Chile quake has little effect on NorCal coastline

Photos taken around 1:20 p.m. show a relatively calm sea off Pescadero State Park in San Mateo County at about the time a possible surge was expected to hit shore as a result of the 8.8 magnitude earthquake in Chile. Spectators lined their cars along Highway 1 in hopes of seeing a tsunami, but they were disappointed. County and state officials had closed the seaside state parks and beaches for safety. Rangers patrolled sections not secured by fences or gates.

February 27, 2010 7:39:36 PM PST
A tsunami advisory in the Bay Area Saturday had residents and boat owners scrambling to the coast to protect their vessels.

In Santa Cruz, unusual tides swept in so much sand they had to close the harbor and people were warned to stay away from all California beaches because of dangerous waves.

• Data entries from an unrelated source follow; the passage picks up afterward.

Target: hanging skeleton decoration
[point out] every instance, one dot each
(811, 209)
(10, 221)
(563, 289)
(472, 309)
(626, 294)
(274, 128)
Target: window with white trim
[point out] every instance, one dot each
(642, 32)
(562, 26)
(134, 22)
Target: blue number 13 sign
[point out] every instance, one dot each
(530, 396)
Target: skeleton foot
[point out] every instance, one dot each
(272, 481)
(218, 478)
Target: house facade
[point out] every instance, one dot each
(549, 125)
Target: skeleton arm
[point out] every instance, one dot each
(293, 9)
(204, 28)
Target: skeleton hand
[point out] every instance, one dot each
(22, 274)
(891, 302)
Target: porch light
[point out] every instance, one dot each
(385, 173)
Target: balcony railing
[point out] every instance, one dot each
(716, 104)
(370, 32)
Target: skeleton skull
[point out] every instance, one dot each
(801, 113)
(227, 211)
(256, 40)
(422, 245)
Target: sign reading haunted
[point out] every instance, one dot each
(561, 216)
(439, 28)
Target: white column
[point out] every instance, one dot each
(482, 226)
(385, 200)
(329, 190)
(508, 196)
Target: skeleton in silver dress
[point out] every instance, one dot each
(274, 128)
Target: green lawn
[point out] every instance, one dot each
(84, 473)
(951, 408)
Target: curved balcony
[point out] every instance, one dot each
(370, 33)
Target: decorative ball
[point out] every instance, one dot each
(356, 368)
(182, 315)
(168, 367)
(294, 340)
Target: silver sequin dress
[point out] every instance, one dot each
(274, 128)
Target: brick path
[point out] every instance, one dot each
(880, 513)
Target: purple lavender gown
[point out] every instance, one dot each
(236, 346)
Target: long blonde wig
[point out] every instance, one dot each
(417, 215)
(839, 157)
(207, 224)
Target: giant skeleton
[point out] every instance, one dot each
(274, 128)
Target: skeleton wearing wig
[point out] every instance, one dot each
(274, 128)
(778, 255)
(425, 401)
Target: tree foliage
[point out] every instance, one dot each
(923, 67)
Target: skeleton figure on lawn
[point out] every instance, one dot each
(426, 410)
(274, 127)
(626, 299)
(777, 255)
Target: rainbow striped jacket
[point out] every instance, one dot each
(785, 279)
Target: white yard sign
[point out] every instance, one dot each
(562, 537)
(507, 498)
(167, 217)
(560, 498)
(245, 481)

Advance warning was a major help. It gave state park rangers, police and local fire agencies to prepare to keep away from the dangers of a possible tsunami. Beaches were closed. Spectators still turned out and there was a lot of concern at coastal harbors.

It started out as a typical Saturday with crab fishermen selling off their boats. In the background, Harbormaster Robert Johnson was concerned about the 350 boats in the marina.

"If we have a lot of water suddenly coming into the marina area, it theoretically could lift the docks off the piling, and you'll have docks and boats floating around unsecure," he explained.

That's exactly what happened in 2006 at Santa Cruz Harbor after an 8.6 earthquake east of Japan sent a tsunami across the Pacific, damaging a dozen boats.

"Now, these docks are built to rise with it, but if they did rise higher than that pole right there, then they would be become disconnected from the pier itself," explained John Hurwitz, captain of the Irene Marie.

The surge was expected to hit the shore around 1:25 Saturday afternoon. Only a few waves developed covering the beach, but it was far less dramatic than some spectators had hoped to witness. While access to state beaches and parks was closed, cars did line Highway 1.

What was dramatic was the change in sea level. With the first surge, the water level rose 18 inches above the marker, then within 20 minutes it dropped to 30 inches below the marker, a difference of four feet. Despite that dramatic change in sea level, no boats were damaged.

People obeyed warnings to stay back.

"It kind of heightened a sense of awareness for folks, and the citizens in general have been a little bit more weary of the situation," said Coastside Fire Battalion Chief Ari Delay. "We've been very proactive in getting the message out to the public in regards to the possibility of the high surf with this tsunami advisory that's currently in effect."

"You have to respect the sea," said fisherman Leroy Reiner. "I've fished out here for almost 30 years."

No injuries were reported among any of the spectators who turned out along the coast. While some of them were probably expecting a little more excitement, the lack of drama was probably a very acceptable outcome.